Tools for Informed Consent in Participant Research and Creative Projects
There are various tools for researchers to use to guide the process of obtaining free and informed consent of participants involved in their research studies. The following templates and checklist are provided by the Emily Carr University Research Ethics Board as guidelines. Be mindful that the nature of your research forms the basis upon which your informed consent process is built --from invitation through to data collection, through to publication of results. Therefore, you will need to adjust the content of your consent documentation accordingly.
[NOTE - The following templates are awaiting full approval for use by the ECU-REB. They meet the current standards of the univesity and should be followed. Be aware that you may be asked to modify them to comply with additional guidance from the ECU-REB. Full approval for these templates is expected before May 2012.]
TEMPLATE INVITATION / CONSENT FORM - Use these templates to build a form that introduces your research project and then documents the consent of the participants to be involved in the described project.
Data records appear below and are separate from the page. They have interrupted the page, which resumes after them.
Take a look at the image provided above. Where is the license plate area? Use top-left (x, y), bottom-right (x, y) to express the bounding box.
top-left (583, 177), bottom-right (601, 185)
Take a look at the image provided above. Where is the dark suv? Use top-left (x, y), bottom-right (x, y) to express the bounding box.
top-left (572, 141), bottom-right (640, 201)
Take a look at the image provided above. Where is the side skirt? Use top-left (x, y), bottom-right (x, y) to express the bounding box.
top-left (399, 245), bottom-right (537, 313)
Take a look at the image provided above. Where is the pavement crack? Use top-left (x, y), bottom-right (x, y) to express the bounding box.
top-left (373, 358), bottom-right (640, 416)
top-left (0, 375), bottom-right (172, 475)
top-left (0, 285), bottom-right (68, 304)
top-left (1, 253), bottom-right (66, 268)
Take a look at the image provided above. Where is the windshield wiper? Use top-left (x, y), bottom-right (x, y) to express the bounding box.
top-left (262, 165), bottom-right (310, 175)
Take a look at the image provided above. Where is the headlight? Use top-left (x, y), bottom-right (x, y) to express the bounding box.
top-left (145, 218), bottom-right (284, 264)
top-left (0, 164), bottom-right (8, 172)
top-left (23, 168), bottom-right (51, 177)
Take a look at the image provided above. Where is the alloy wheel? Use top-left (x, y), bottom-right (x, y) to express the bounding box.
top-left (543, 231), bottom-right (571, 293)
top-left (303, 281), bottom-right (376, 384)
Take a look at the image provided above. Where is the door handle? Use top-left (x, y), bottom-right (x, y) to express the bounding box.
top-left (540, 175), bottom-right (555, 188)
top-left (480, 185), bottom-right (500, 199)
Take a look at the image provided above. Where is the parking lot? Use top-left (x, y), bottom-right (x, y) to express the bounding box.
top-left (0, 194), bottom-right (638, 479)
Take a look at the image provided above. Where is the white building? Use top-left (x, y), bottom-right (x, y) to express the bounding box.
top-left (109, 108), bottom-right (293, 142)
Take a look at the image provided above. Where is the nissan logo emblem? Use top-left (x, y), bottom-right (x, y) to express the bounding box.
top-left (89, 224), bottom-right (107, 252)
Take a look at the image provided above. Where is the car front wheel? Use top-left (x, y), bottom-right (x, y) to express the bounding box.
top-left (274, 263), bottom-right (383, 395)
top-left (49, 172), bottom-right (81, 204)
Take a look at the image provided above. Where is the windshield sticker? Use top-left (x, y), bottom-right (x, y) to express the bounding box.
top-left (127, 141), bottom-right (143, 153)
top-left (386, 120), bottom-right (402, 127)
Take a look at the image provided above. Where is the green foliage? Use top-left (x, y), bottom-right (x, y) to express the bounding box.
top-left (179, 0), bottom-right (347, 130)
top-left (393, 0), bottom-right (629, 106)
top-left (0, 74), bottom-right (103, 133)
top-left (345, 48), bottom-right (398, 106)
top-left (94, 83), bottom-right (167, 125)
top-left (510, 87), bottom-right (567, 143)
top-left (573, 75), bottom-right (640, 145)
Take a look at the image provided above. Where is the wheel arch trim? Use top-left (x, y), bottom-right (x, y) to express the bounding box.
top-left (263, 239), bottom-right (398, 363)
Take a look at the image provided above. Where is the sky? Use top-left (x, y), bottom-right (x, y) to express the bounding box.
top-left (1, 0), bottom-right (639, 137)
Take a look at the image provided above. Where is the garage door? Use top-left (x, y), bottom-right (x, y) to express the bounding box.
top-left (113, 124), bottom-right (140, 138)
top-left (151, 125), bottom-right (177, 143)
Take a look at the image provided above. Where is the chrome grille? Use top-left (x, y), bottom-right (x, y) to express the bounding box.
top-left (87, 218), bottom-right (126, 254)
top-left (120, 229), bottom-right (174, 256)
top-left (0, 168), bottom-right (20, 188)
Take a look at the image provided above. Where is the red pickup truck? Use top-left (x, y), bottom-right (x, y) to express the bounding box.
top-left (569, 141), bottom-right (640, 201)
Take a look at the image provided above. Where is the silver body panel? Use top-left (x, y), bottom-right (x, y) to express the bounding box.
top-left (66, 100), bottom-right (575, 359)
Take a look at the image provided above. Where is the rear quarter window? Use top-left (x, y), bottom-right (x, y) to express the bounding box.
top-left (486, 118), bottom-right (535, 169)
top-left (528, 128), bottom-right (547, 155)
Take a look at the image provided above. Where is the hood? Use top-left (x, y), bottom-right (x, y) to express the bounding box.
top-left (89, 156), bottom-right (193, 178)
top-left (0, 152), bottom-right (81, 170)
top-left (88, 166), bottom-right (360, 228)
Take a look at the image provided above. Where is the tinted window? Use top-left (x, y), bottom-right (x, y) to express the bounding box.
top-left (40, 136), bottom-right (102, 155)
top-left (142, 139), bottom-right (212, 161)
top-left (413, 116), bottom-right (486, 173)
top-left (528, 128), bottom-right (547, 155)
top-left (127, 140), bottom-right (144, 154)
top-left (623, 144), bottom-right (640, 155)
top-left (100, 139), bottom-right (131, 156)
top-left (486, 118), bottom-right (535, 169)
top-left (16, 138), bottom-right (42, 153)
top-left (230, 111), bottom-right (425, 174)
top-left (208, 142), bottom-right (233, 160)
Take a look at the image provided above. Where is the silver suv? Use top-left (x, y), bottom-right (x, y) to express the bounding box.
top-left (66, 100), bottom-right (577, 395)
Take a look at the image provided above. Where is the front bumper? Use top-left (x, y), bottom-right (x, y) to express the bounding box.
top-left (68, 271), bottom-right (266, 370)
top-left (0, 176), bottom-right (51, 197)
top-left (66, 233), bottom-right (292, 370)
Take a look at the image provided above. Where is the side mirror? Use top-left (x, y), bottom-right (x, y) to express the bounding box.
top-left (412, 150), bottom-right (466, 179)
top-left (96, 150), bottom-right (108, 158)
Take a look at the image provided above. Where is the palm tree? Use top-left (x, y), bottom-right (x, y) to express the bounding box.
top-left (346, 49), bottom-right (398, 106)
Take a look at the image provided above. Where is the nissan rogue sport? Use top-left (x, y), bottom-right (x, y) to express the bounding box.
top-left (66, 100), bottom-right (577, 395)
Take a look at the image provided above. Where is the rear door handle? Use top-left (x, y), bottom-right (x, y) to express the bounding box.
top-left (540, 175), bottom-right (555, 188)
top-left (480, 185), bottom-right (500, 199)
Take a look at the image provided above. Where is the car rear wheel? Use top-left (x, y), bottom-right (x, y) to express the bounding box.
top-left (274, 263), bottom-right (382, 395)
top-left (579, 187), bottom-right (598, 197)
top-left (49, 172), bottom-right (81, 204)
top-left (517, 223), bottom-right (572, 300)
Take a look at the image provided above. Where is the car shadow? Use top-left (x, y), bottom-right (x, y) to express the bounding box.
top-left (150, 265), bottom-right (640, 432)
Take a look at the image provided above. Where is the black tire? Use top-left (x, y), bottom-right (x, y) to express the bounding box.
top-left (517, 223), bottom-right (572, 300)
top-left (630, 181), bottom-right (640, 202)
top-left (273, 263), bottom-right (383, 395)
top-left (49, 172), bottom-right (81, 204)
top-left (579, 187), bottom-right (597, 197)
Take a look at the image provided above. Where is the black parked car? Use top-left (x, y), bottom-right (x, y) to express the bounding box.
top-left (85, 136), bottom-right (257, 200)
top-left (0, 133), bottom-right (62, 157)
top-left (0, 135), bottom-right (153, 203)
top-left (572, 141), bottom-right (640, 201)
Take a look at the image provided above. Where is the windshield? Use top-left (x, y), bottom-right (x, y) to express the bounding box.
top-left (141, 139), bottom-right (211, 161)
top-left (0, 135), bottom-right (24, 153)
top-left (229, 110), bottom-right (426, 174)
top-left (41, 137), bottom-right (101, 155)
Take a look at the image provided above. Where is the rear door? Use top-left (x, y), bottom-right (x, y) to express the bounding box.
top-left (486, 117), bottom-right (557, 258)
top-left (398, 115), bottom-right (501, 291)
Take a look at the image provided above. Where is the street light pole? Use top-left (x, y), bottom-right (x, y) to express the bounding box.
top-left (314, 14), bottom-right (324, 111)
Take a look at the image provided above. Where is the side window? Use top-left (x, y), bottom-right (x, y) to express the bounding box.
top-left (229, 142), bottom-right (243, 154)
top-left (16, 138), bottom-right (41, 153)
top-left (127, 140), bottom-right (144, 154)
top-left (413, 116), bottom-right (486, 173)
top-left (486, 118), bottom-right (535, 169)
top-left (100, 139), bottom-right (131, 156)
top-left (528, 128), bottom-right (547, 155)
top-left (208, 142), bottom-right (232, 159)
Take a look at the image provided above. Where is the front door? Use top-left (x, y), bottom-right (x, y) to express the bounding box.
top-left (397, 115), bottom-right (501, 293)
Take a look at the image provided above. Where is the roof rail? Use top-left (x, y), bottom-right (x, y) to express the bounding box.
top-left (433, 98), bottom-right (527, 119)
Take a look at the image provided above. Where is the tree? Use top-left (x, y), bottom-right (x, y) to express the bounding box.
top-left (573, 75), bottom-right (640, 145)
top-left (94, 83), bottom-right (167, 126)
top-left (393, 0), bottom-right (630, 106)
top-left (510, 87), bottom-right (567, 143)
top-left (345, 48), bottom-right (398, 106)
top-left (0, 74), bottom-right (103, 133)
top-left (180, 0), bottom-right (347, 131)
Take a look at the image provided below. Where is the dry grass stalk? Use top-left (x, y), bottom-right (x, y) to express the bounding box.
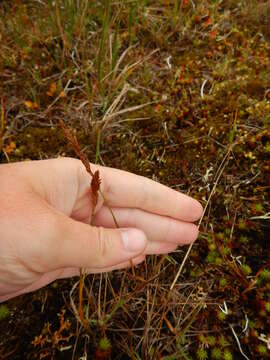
top-left (170, 145), bottom-right (233, 291)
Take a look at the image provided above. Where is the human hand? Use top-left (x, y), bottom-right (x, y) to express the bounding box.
top-left (0, 157), bottom-right (202, 302)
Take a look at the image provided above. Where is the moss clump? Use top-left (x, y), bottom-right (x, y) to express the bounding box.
top-left (259, 269), bottom-right (270, 284)
top-left (217, 311), bottom-right (227, 321)
top-left (0, 305), bottom-right (10, 320)
top-left (197, 347), bottom-right (208, 360)
top-left (211, 347), bottom-right (222, 359)
top-left (241, 264), bottom-right (252, 276)
top-left (265, 302), bottom-right (270, 312)
top-left (99, 337), bottom-right (111, 351)
top-left (224, 350), bottom-right (233, 360)
top-left (218, 336), bottom-right (229, 348)
top-left (198, 334), bottom-right (206, 343)
top-left (208, 336), bottom-right (216, 347)
top-left (257, 344), bottom-right (267, 355)
top-left (219, 278), bottom-right (227, 287)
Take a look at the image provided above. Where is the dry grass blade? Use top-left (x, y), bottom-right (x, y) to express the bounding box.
top-left (111, 45), bottom-right (137, 83)
top-left (101, 101), bottom-right (156, 130)
top-left (170, 145), bottom-right (233, 291)
top-left (100, 83), bottom-right (131, 130)
top-left (113, 49), bottom-right (159, 86)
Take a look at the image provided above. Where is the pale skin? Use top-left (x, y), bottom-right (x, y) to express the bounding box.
top-left (0, 157), bottom-right (203, 302)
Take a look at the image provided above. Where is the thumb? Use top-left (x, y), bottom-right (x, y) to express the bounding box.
top-left (49, 213), bottom-right (147, 270)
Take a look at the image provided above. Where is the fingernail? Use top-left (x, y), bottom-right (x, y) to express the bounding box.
top-left (121, 229), bottom-right (146, 253)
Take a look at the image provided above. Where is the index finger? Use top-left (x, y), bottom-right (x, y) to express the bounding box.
top-left (94, 165), bottom-right (203, 222)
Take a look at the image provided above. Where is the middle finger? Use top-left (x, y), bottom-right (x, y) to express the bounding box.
top-left (93, 207), bottom-right (199, 246)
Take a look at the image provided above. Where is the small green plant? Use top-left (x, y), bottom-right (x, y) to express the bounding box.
top-left (215, 257), bottom-right (223, 266)
top-left (259, 269), bottom-right (270, 284)
top-left (95, 336), bottom-right (112, 360)
top-left (211, 347), bottom-right (222, 359)
top-left (208, 336), bottom-right (216, 347)
top-left (197, 347), bottom-right (208, 360)
top-left (255, 203), bottom-right (263, 212)
top-left (238, 220), bottom-right (247, 230)
top-left (264, 143), bottom-right (270, 153)
top-left (241, 264), bottom-right (252, 276)
top-left (217, 311), bottom-right (227, 321)
top-left (265, 302), bottom-right (270, 312)
top-left (219, 278), bottom-right (227, 287)
top-left (99, 337), bottom-right (111, 352)
top-left (240, 236), bottom-right (249, 244)
top-left (0, 304), bottom-right (10, 320)
top-left (218, 335), bottom-right (229, 348)
top-left (220, 245), bottom-right (230, 256)
top-left (257, 344), bottom-right (267, 355)
top-left (206, 251), bottom-right (216, 263)
top-left (224, 350), bottom-right (233, 360)
top-left (199, 334), bottom-right (206, 343)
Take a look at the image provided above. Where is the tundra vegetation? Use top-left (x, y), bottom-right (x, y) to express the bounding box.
top-left (0, 0), bottom-right (270, 359)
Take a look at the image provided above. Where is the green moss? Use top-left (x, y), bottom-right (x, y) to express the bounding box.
top-left (0, 305), bottom-right (10, 320)
top-left (221, 246), bottom-right (230, 256)
top-left (241, 264), bottom-right (252, 276)
top-left (206, 251), bottom-right (216, 263)
top-left (197, 348), bottom-right (208, 360)
top-left (264, 143), bottom-right (270, 153)
top-left (260, 269), bottom-right (270, 281)
top-left (177, 335), bottom-right (186, 347)
top-left (208, 336), bottom-right (216, 347)
top-left (211, 347), bottom-right (222, 359)
top-left (240, 236), bottom-right (249, 244)
top-left (255, 203), bottom-right (263, 212)
top-left (257, 344), bottom-right (267, 355)
top-left (224, 228), bottom-right (231, 236)
top-left (216, 233), bottom-right (224, 240)
top-left (199, 334), bottom-right (206, 343)
top-left (219, 278), bottom-right (227, 287)
top-left (224, 350), bottom-right (233, 360)
top-left (238, 221), bottom-right (247, 230)
top-left (218, 336), bottom-right (229, 348)
top-left (217, 311), bottom-right (227, 321)
top-left (215, 257), bottom-right (223, 266)
top-left (208, 241), bottom-right (216, 251)
top-left (99, 337), bottom-right (111, 351)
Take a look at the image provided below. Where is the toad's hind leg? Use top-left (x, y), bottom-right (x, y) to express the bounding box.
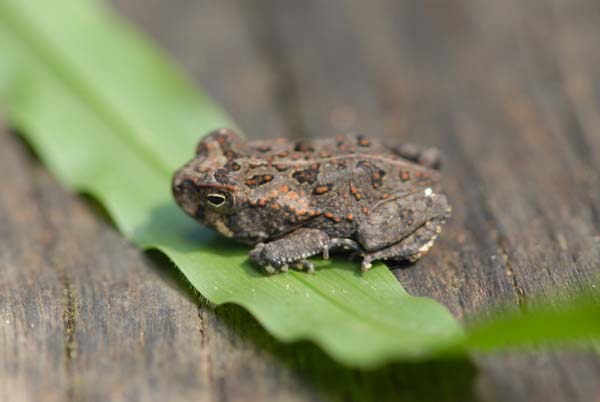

If the participants are under the age of majority (younger than 19 years of age in the Province of BC), or if they are otherwise under guardianship, follow the instructions outlined in the Template Invitation / Consent & Assent Provision for Minors or Others Under Guardianship which is included here.
TEMPLATE RELEASE AGREEMENT - To document the release of permission by the participant for photographs, digital images, video, audio recordings, or other identifiable information about them or their property, use a form based on these templates. In research projects that make public any of the above listed materials this Release Agreement is used alongside the Consent Form. If the research project does not make public any identifiable information (i.e. if all of the publically available data is completely annonymous), this form is not necesary. A modification of these forms may also be used in non-research projects in which identifiable information is made public, such as documentary film or photography-based artoworks, for example. If the participants are under the age of majority (younger than 19 years of age in the Province of BC), or if they are otherwise under guardianship, follow the instructions outlined in the Template Release Provision for Minors or Others Under Guardianship which is included here.
TEMPLATE INFORMED CONSENT FOR ON-LINE SURVEYS - This template offers instruction on how to construct an on-line survey preamble. It can be used with on-line tools like surveys as well as other data collection tools.
For more specific information about managing privacy with digital technologies and electronic devices, this handbook from the BC Civil Liberties Association might be helpful - 2012-BCCLA-Report-Electronic-Devices-Handbook.pdf
INFORMED CONSENT CHECKLIST - If you are not using one of the templates (above), review Chapter 3, TCPS2 to ensure that your consent materials comply with the standards described.
Informed Consent in Other Creative Practice Projects
Aside from participant research projects, informed consent may be required for projects like commercial illustrations, photography, documentary film, Internet design, and more. Research Ethics Board approval is not necessary for projects other than participant research projects, but the ECU-REB provides information and guidelines to develope a consent process in art and design work.
Remember that the type of project determines the formality of the consent agreement process. There is not a single solution that will work for every project. These are a few resources to assist artists, designers and students to make a consent process that is appropriate for their project:
- For artists and others, CARFAC Saskatchewan has guidelines for release agreements here: http://www.carfac.sk.ca/contracts/model-agreements-contracts . CARFAC Ontario has a publication outlining a set of release agrements and contracts for artists. It is available here: http://www.carfacontario.ca/page/special-offer-artists-contracts-carfac-members_46/
- For photographers and others, a package that includes information about approaching model and property release and consent process and a set of simple, clear forms (including obtaining consent from minors) is available for a small fee here: http://art-support.com/artistforms.htm
- The Model/Talent Release Form from Association of Registered Graphic Designers of Ontario is available here - http://www.rgdontario.com/lookItUp/publications/handbook/forms.asp
- The Emily Carr Library has a number of resources for developing contracts and consent forms in art and design projects:
- Artists Contracts, Paul Sanderson, CARFAC Ontario, 2006.
- Graphic Artists Guild Handbook: Pricing & Ethical Guidelines, Graphic Artists Guild, 2007.
- Business and Legal Forms for Graphic Designers, Tad Crawford and Eva Doman, 1995.